- Então, seria isso alguma asneira?
- Não, por certo; maninha pode mesmo dar-te algumas lições.
- Nada, respondeu a menina; sou muito raivosa e à primeira linha que ele rebentasse, eu o
chamaria a bolos.
- Se é uma condição que oferece, eu a aceito, minha senhora; ensine-me com palmatória.
- Veja o que diz!...
- Repito-o.
- Pois bem; palmatória não, porque, enfim, podia doer-lhe muito; mas de cada vez que eu julgar necessário, dar-lhe-ei um puxão de orelha.
- Menina! disse a Sra. D. Ana.
- Mas, minha avó, eu não estou pedindo a ele que venha aprender comigo.
- Porém podes ensinar-lhe com bons modos.
- É o que pretendo fazer.
- Ele há de aproveitar muito.
- Terá os meus elogios.
- E se por acaso errar alguma vez?
- Levará um puxão de orelha.
- Se me é permitido, disse Augusto, aceito as condições.
- Pois bem, respondeu D. Carolina, está o senhor matriculado na minha aula de marcar e daqui a uma hora principiaremos a nossa lição.
- E então ele não passeia comigo? perguntou Filipe.
- Depois da lição, respondeu a mestra, fazendo-se de grave; antes, não lhe dou licença.
Levantaram-se da mesa; algum tempo foi destinado a descansar; Filipe desafiou Augusto para uma partida de gamão e incontinenti foram travar combate na varanda; Filipe derrotou seu competidor em três jogos consecutivos; estavam no começo do quarto, quando tocou uma campainha; os dois estudantes não deram atenção a isso e continuaram: o jogo tornou-se duvidoso; qualquer dos dois podia dar ou levar gamão; Augusto acabava de lançar uns dois e ás, que desconcertaram seu antagonista, quando D. Carolina apareceu e, dirigindo-se ao seu discípulo, disse com engraçada seriedade:
- O senhor não ouviu tocar a campainha?
- Então isso era comigo?
- Sim, senhor, são horas de lição, e espero que para outra vez não me seja preciso chamá-lo.

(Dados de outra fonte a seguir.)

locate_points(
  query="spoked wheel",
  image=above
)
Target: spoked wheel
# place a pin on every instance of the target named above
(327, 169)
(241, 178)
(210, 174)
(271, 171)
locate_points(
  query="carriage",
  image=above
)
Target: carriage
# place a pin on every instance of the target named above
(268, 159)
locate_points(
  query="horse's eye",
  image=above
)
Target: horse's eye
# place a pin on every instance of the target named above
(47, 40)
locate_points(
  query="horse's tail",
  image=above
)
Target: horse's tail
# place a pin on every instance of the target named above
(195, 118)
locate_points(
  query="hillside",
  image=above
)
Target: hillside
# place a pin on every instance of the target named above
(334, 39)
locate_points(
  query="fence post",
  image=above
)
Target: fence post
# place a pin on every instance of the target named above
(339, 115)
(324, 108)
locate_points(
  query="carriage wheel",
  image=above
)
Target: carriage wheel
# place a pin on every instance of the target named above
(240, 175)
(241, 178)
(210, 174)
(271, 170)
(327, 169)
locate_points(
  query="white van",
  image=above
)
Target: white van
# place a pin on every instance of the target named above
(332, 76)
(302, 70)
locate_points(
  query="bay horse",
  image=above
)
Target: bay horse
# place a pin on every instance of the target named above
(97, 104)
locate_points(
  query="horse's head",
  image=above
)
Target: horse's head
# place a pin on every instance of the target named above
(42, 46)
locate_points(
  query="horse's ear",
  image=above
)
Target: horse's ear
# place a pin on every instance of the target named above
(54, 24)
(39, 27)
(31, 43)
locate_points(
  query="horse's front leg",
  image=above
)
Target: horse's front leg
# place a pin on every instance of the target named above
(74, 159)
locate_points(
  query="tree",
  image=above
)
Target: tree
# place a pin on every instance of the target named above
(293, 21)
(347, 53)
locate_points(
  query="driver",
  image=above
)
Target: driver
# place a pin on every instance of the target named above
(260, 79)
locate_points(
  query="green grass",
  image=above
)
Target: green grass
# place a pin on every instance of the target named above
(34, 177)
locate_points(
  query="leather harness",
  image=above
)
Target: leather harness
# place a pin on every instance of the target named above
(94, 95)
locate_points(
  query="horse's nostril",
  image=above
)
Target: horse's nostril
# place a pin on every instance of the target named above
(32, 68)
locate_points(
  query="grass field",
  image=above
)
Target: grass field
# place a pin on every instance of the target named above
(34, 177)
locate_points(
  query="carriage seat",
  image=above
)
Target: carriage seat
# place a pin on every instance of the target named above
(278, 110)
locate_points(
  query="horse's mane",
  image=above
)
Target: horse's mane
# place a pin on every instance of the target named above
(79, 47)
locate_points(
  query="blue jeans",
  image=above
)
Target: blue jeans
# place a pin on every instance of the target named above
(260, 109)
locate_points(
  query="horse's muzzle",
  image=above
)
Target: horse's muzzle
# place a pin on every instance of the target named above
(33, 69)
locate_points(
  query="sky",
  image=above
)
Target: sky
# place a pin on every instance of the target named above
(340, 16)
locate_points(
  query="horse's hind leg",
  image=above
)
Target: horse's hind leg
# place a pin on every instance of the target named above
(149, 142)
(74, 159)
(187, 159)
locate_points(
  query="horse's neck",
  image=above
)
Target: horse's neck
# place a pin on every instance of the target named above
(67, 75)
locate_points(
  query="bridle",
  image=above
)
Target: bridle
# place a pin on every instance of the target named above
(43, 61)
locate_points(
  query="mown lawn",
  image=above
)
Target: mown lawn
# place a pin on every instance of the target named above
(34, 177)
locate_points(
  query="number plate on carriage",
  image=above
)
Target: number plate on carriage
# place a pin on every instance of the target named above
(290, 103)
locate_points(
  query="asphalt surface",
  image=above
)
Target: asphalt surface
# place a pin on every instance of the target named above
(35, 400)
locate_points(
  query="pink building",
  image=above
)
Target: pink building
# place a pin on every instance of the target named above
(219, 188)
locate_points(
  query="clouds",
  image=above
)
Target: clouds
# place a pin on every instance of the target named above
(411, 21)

- Aceito a admoestação, minha bela mestra, mas rogo-lhe o obséquio de consentir que termine esta partida.
- Não, senhor.
- É uma mão de honra!
- Pior está essa!
- Ora, é boa! acudiu Filipe; então quer você...
- Não tenho a dizer-lhes o que quero, nem o que não quero; são horas de lição, vamos.

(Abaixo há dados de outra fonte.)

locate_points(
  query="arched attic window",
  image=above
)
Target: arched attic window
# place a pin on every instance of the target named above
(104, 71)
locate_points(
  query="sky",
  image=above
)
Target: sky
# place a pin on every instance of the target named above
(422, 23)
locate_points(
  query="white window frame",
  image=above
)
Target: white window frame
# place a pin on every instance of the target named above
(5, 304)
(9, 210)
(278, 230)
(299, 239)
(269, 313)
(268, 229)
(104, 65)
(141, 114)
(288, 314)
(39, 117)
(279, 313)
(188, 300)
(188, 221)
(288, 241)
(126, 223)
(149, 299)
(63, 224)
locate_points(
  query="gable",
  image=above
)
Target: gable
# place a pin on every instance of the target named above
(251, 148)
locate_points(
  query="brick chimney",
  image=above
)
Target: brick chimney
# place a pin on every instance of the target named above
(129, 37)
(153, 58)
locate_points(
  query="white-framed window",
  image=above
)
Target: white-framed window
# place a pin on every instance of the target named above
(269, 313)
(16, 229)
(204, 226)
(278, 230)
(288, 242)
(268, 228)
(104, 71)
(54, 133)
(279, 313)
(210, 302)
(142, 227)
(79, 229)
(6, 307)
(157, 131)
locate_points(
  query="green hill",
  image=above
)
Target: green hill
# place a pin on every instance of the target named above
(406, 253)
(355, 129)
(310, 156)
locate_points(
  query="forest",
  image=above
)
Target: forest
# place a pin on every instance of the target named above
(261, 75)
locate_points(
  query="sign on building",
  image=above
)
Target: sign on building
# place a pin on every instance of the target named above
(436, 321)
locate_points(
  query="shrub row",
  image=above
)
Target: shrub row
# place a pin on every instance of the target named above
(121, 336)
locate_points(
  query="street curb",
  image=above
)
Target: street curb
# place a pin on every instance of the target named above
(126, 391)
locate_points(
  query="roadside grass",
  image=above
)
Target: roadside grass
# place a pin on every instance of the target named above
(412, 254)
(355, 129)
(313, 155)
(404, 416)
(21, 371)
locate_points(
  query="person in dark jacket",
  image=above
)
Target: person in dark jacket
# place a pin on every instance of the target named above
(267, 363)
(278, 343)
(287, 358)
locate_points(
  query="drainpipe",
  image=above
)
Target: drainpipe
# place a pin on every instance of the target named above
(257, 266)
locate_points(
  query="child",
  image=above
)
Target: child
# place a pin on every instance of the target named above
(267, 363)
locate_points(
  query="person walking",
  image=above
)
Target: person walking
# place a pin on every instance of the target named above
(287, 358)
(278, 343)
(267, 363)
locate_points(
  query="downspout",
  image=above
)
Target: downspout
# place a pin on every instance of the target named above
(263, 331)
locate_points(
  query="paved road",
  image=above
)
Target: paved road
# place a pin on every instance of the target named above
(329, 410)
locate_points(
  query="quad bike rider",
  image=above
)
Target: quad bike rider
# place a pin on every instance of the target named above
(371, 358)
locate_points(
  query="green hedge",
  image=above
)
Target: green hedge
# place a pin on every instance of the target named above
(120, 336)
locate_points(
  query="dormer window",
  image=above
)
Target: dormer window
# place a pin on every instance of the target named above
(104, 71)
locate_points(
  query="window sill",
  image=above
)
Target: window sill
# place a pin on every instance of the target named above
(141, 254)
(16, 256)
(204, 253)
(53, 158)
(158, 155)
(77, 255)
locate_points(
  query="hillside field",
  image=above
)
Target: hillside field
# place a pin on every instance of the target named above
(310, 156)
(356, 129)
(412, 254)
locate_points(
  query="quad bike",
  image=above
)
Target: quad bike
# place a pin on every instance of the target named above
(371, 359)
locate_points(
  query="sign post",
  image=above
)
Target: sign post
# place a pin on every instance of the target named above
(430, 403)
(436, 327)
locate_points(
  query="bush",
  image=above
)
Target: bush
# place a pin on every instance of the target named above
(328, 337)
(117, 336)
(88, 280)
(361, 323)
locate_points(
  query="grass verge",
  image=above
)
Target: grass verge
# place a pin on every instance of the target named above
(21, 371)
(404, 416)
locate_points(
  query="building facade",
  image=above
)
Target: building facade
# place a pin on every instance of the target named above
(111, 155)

- E é preciso obedecer, concluiu Augusto, levantando-se.
Daí a pouco estava tudo em via de regra; Augusto, sentado em uma banquinha aos pés de sua bela mestra, escutava, com os olhos fitos no rosto dela, as explicações necessárias. Às vezes D. Carolina não podia conservar imperturbável sua afetada gravidade e então os sorrisos da bela mestra e do aprendiz graciosamente se trocavam; ela se mostrava mais pacífica e ele menos atento do que haviam prometido, porque era já pela quarta vez que a bela mestra recomeçava suas explicações e o aprendiz cada vez a entendia menos.
Filipe apareceu na sala, pronto para ir caçar, e convidou o seu amigo para com ele partilhar do mesmo prazer. Todo o mundo adivinha que Augusto disse que não; ele poderia responder que não queria caçar, porque estava pescando, mas contentou-se com dizer:
- Minha bela mestra não dá licença.
- Tome cuidado no modo de pegar nessa agulha!... gritou ela com mau modo e sem se importar
com Filipe.
- Está bem, disse este, saindo; eu não os posso aturar.
E depois acrescentou, sorrindo-se:
- Fique-se aí, Sr. Hércules, aos pés da sua bela Onfale!
- Ouviu o que ele disse? perguntou Augusto.